The federal budget for the next fiscal year 2024-25 will be presented in the National Assembly on June 8. Finance Minister Muhammad Aurangzeb will present the budget. According to sources, the debate on the budget will begin from June 10. The budget will be approved after Eid-ul-Adha by the end of June. Will be taken in a week.

FBR Proposes Rs500bn Revenue Increase for FY25
FBR forecasts indicate that autonomous revenue collection, based on GDP growth and inflation, will surpass Rs1,150 trillion in FY25. The federal government will consult with the IMF before finalizing any revenue measures. In the last budget, the government announced Rs415 billion in revenue measures.
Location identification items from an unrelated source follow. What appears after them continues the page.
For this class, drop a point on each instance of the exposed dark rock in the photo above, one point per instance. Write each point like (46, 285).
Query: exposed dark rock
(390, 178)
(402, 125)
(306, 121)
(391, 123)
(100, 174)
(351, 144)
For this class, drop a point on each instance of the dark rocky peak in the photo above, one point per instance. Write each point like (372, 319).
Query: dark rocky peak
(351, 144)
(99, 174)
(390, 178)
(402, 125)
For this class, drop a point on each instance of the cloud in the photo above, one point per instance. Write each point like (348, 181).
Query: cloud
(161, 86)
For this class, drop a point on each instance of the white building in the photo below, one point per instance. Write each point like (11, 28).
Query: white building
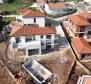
(56, 8)
(33, 37)
(2, 1)
(88, 1)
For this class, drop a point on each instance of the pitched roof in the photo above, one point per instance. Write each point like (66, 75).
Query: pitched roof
(30, 13)
(86, 14)
(78, 20)
(81, 45)
(40, 1)
(56, 5)
(85, 79)
(22, 30)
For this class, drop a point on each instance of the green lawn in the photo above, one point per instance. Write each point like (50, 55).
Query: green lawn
(17, 4)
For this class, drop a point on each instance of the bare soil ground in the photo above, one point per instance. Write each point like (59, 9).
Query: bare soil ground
(51, 61)
(60, 70)
(5, 77)
(78, 72)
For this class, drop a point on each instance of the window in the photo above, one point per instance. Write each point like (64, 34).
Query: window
(33, 37)
(17, 40)
(41, 36)
(48, 37)
(28, 39)
(34, 20)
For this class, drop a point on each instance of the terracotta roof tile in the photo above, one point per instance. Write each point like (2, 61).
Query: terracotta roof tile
(81, 45)
(56, 5)
(30, 13)
(87, 80)
(78, 20)
(86, 15)
(40, 1)
(31, 30)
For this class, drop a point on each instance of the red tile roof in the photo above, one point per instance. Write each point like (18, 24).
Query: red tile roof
(86, 14)
(22, 30)
(78, 20)
(81, 45)
(40, 1)
(56, 5)
(87, 80)
(30, 13)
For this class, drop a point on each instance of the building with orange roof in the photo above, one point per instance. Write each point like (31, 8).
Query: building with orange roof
(84, 79)
(81, 48)
(54, 8)
(28, 17)
(79, 25)
(31, 34)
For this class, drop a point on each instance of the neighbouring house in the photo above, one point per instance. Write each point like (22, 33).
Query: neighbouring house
(84, 79)
(3, 1)
(87, 1)
(32, 35)
(28, 17)
(81, 48)
(54, 8)
(79, 25)
(40, 2)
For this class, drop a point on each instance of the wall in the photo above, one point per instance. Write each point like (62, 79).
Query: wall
(39, 20)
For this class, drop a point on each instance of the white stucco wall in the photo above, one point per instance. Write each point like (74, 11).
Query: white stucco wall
(32, 44)
(39, 20)
(28, 20)
(55, 11)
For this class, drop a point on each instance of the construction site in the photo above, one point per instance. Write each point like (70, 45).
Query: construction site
(62, 65)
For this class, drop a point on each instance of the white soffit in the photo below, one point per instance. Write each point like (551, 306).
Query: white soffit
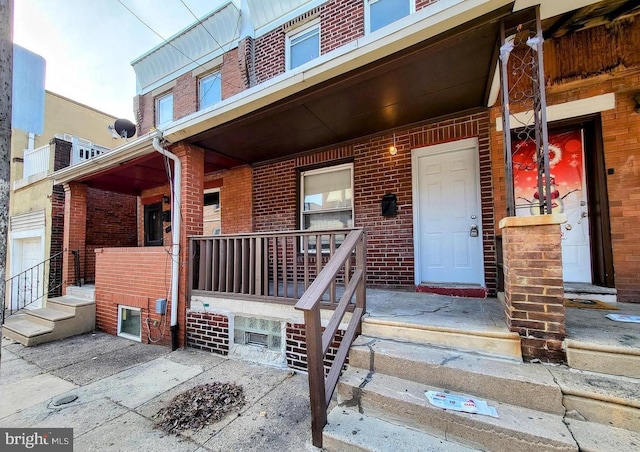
(189, 47)
(550, 8)
(566, 110)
For the upcoming budget, the FBR has suggested raising the tax exemption limit for the salaried class to Rs1.2 million, though this may be adjusted to Rs900,000 from the current Rs600,000 due to rising inflation.

The FBR has also discussed pension tax mechanisms with the IMF. The IMF aims to align the salary slabs with pensioners’ incomes. However, the FBR’s focus is limited to federal government employees, whose pensions total approximately Rs700 billion. The FBR has proposed an alternative method for taxing wealthier pensioners instead of introducing a salary slab.

In the private sector, large companies also provide pensions to their employees, but no final decision has been made regarding pension-related tax changes. The finance ministry is in ongoing discussions with the IMF on this matter, and the FBR has yet to calculate the revenue impact of a potential pension tax.

Eliminating Tax Exemptions
The FBR has shared data on potential revenue gains from withdrawing various tax exemptions with the IMF. The IMF has urged the FBR to collect taxes from traders and wholesalers, who currently contribute minimally to tax revenues.

No agreement has been reached regarding increased regulatory tariffs on imports, as the IMF generally focuses on sales and income taxes, particularly withholding taxes. Presently, sales tax exemptions exceed Rs1.2 trillion. The government faces tough choices in potentially revoking exemptions on food, international agreements, and pharmaceutical products. However, items such as insecticides and solar panels may become subject to sales tax.

The government also plans to raise existing withholding tax rates and introduce new ones, such as reinstating the tax on bank cash withdrawals, to maximize revenue. Additionally, the finance ministry is considering taxing the import of previously exempted raw materials and increasing rates on existing ones.

Previously, the PTI government removed the raw material tax to boost exports and industrialization. The current administration’s potential reversal of these exemptions reflects its need to balance revenue generation with economic growth.